In 2012, he opened the D’Bone Collector Museum, Inc. with sheer determination and a prayer. Starting with only 150 specimens crammed in one floor, four years later, the museum is home to more than 2,000, in a three-storey building with 750 sq. meters of display. It is now the largest collection of its kind for Southeast Asia with the largest collection of assembled whales and dolphins in the Philippines.


The museum has become an education and conservation haven in the city and in the country.Darrell, a Datu Bago Awardee in 2015, plans to enhance the museum to accommodate bigger specimens of animals that are not found in the Philippines for education purposes.


When he is not busy traveling to places where animals need to be rescued or recovered, he takes time to personally tour the guests who are simply awed by his knowledge and engaging stories to tell about the display.


Each one has a story, and he does not get tired of telling how this whale or that shark died and how we should do our share of preserving the world we live in if we want humankind to prosper for more years.  He also shows the effects of plastics and trash that people mindlessly throw out to canals as these inevitably end up in the ocean.


Photos by Kristianne Fusilero

The museum has served many students and visitors across the country and is tagged as the number 3 in 63 destinations to visit in the city by the Trip Advisor, a website for travelers.

Now on its fourth year, Darrell said he won’t stop upgrading the museum with new specimens as he continues to network with other museums in the country and abroad.
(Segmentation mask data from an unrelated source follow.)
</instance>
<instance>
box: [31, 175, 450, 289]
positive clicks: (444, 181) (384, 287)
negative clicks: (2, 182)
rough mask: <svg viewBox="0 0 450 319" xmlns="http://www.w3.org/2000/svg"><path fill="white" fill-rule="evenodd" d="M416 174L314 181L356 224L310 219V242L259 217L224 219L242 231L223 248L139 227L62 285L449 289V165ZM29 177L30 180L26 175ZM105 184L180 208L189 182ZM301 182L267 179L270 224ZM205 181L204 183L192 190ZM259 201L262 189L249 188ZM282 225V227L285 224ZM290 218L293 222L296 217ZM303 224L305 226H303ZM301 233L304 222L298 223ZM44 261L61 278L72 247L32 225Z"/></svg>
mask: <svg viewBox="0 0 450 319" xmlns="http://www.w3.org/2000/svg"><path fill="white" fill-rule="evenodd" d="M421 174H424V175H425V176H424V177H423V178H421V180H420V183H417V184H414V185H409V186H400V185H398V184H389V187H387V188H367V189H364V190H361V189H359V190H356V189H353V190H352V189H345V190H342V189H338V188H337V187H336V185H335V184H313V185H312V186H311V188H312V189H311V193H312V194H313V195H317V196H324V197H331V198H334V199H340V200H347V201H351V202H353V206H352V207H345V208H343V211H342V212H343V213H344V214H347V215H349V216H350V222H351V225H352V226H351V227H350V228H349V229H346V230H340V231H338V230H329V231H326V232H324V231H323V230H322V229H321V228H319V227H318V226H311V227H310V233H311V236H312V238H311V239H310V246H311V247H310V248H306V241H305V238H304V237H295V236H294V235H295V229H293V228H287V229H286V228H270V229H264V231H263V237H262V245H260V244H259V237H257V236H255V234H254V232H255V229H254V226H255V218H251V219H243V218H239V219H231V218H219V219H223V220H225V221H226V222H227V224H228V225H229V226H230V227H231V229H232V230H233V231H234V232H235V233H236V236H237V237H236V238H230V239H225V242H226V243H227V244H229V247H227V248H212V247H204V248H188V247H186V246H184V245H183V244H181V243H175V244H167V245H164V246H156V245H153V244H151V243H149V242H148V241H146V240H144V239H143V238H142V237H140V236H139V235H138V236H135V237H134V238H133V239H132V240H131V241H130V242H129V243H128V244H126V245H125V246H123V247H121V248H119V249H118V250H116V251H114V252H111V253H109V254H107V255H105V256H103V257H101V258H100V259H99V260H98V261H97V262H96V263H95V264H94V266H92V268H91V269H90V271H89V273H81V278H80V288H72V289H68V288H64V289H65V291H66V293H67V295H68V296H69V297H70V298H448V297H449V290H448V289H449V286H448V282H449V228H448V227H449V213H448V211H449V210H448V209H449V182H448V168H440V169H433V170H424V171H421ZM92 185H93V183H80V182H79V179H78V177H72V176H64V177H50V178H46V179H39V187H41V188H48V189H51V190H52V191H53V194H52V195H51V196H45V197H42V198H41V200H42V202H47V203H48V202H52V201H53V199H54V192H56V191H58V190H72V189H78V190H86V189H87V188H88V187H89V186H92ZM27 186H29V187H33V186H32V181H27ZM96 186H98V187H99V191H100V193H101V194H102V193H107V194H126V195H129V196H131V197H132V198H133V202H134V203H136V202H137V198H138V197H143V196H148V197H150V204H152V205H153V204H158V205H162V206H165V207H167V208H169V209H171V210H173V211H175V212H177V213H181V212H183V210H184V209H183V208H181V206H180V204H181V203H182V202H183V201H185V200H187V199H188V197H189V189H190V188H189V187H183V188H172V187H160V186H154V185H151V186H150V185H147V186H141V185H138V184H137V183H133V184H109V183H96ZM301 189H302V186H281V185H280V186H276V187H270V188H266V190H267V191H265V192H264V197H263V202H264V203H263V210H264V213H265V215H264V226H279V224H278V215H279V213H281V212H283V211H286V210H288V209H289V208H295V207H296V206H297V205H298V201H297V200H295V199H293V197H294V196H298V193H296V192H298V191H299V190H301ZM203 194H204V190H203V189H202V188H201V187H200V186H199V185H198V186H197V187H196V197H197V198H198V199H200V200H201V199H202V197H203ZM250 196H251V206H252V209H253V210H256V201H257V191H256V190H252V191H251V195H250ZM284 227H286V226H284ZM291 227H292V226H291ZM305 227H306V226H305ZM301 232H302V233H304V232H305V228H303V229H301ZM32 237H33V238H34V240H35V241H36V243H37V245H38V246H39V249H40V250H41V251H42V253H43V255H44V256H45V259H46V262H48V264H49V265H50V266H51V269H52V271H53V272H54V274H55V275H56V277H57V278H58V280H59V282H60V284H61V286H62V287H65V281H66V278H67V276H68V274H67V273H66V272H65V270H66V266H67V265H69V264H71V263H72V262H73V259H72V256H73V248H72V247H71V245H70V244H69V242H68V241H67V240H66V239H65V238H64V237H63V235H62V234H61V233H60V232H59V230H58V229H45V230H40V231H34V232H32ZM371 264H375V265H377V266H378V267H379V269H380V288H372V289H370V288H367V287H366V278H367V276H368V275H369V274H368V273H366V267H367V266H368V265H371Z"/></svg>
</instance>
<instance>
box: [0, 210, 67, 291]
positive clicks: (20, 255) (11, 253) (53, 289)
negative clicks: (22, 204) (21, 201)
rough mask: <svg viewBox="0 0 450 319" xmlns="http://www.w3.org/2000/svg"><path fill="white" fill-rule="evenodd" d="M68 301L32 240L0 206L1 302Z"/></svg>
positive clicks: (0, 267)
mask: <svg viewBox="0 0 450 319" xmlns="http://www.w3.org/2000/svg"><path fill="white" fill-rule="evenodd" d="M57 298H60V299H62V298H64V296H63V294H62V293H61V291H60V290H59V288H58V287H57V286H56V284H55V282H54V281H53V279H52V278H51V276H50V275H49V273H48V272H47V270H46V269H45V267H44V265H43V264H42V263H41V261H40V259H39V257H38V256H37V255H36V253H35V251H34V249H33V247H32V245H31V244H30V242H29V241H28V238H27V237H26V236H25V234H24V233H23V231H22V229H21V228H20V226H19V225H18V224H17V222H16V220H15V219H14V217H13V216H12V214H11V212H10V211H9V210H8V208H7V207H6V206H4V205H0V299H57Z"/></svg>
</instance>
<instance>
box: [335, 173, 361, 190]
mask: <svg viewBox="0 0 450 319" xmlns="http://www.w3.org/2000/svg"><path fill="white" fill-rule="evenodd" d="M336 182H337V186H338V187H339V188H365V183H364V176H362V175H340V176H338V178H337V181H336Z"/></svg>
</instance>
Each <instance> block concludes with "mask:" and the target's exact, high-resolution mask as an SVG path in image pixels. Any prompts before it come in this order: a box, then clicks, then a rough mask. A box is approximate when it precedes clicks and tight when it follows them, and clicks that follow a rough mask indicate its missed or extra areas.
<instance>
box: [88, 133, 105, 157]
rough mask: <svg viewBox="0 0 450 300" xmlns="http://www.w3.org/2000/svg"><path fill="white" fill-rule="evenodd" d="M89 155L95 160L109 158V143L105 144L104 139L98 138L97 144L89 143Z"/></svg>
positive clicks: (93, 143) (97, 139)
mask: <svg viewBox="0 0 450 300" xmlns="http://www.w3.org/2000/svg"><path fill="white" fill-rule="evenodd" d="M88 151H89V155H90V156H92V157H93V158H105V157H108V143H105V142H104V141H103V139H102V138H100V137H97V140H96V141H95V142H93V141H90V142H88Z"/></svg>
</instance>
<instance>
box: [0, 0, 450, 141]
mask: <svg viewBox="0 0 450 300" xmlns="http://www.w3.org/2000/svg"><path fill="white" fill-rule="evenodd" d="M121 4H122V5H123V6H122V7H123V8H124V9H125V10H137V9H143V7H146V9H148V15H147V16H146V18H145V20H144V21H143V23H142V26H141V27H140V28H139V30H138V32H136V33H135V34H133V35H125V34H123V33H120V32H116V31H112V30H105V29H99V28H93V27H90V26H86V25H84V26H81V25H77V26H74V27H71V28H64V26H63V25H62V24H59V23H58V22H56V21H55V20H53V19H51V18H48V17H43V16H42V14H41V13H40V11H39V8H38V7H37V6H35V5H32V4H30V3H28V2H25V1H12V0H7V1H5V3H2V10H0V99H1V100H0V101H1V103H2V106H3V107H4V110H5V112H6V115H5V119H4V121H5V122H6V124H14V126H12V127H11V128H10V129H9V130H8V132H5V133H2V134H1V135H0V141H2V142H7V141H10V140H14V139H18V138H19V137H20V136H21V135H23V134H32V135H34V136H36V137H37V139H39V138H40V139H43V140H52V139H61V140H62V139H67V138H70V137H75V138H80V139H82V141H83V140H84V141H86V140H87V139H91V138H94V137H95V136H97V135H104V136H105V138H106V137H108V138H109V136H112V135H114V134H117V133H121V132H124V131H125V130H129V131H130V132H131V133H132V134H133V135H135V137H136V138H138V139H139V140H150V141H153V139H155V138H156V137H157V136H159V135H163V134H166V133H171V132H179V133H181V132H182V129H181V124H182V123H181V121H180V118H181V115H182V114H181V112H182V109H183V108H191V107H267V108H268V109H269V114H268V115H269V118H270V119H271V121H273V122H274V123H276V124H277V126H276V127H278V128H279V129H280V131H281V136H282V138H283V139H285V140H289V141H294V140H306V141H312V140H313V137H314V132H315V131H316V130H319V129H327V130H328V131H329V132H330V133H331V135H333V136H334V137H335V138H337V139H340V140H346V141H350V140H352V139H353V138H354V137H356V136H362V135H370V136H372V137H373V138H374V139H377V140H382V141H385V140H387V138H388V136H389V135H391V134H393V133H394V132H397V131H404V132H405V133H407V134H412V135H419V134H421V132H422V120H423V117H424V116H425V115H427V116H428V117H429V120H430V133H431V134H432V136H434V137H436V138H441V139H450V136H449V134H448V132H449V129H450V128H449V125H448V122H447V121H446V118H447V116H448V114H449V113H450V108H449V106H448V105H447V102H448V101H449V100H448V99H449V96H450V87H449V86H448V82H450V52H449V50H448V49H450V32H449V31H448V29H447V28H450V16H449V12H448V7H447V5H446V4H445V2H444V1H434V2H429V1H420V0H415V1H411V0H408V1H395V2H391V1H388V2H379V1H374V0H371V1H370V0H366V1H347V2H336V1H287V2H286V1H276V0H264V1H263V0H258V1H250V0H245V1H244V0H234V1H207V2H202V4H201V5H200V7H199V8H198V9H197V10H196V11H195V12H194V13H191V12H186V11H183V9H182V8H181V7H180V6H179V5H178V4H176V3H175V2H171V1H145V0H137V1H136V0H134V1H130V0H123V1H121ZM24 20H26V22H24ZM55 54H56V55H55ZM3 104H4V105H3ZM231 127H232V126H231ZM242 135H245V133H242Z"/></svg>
He is helping Leyte and Cebu in the Visayas put up a similar museum with the help of their local government and the private sector.

The museum faces many challenges especially as they generate their own funds for the upkeep of the institution.  Although there is an entrance fee, it can hardly cover for the expenses needed to maintain such a large sructure and delicate specimens. Darrell is also adamant not to increase the fee to encourage more people to visit the museum. His deep faith usually pulls him through such trials.

“It is better (now) than when we opened and we strive to improve. Being more diverse in the way education is  presented is our priority,” he said.

The museum has become one of the city’s pride. And it needs to be patronized more often to be able to educate more people. Instead of going to the malls on a Saturday, families and friends should try to go visit the museum because there is always something new everytime.

Who knows, Darrell might just find a dragon to showcase?